[vlc-devel] [PATCH] Patch to fix bug #1532, and improve http seek times.
Bill C. Riemers
briemers at redhat.com
Fri Jun 13 19:29:30 CEST 2008
Rémi Denis-Courmont wrote:
> Le vendredi 13 juin 2008 19:31:05 Bill C. Riemers, vous avez écrit :
>> Presumably that value is checked when setting p_sys->b_seekable.
>> Basically I am just making the code say
>> if this stream is seekable, it is also fast seekable. According to
>> Rémi Denis-Courmont, FASTSEEK should actually
>> mean non-blocking seek.
> CAN_FASTSEEK means that seeking is fast/cheap. Of course, you can find
> blocking operations are seomtimes faster than non-blocking ones, but
> _typically_ not... Indeed, using my hard-drive, and even the hard-drive on
> the other computer is my flat (over CIFS) is order of magnitude faster than
> using an HTTP server outside. If a demux absolutely must seek, then CAN_SEEK
> should be used. If seeking is just an optimization, then CAN_FASTSEEK should
> be used.
> Even if the Seek callback of HTTP could be made non-blocking, it will still
> add blocking operations. Worse yet, setting HTTP to CAN_FASTSEEK will break
> the access filters. Basically, putting HTTP in CAN_FASTSEEK is a negation of
> the CAN_FASTSEEK concept. Once you do that, one might as well identify
> CAN_FASTSEEK with CAN_SEEK...
Seek operations can always be fast. All you do is defer any IO. What
do you think happens when you do a NFS seek? When the seek returns,
has the next data block been sent across the wire? No it just told the
kernel the next place you want to read from. From that point on the
kernel is busy negotiating with the NFS server to get you that data as
soon as possible. Even when you request a seek off your hard drive,
the same thing happens. The seek doesn't return when the hard drive
head has moved to the new data location, it returns when kernel has been
told were that location should be...
If we want the exact same behaviour for http, we simply need to
implement the same code logic in user space. But that is really
optimizing read speeds...
What we define as fast seek, is really ambiguous. But for the actual
seek call, I would consider anything non-blocking has fast. The second
can ask is what happens the response time on my next read? For that I
maintain NFS and HTTP are going to respond with the same order of
time with properly written code, particularly for NFS over tcp-ip.
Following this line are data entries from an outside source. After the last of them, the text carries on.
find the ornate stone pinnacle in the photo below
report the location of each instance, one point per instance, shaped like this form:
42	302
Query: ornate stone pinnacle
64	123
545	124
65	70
Both still need to send the current block of data before the next block
of data can be sent. And both need to send a request for the next
block of data.
Can I really say the new http code is fast as NFS? Probably not.
Particularly since I wrote the code to handle what I consider to be
typical use. I just maintain speed is on the same order of
magnitude. It is close enough that I don't notice any difference
playing my movies of NFS v.s. HTTP from the same server. Could I make
it identical? Probably, but I prefer to do things piecemeal.
Implement a change that brings them to the same order of magnitude, and
then refine that as necessary. If course given an ideal world I would
just use NFS. But how many places offer public NFS? Even within my own
firewall, I consider read only NFS a security risk.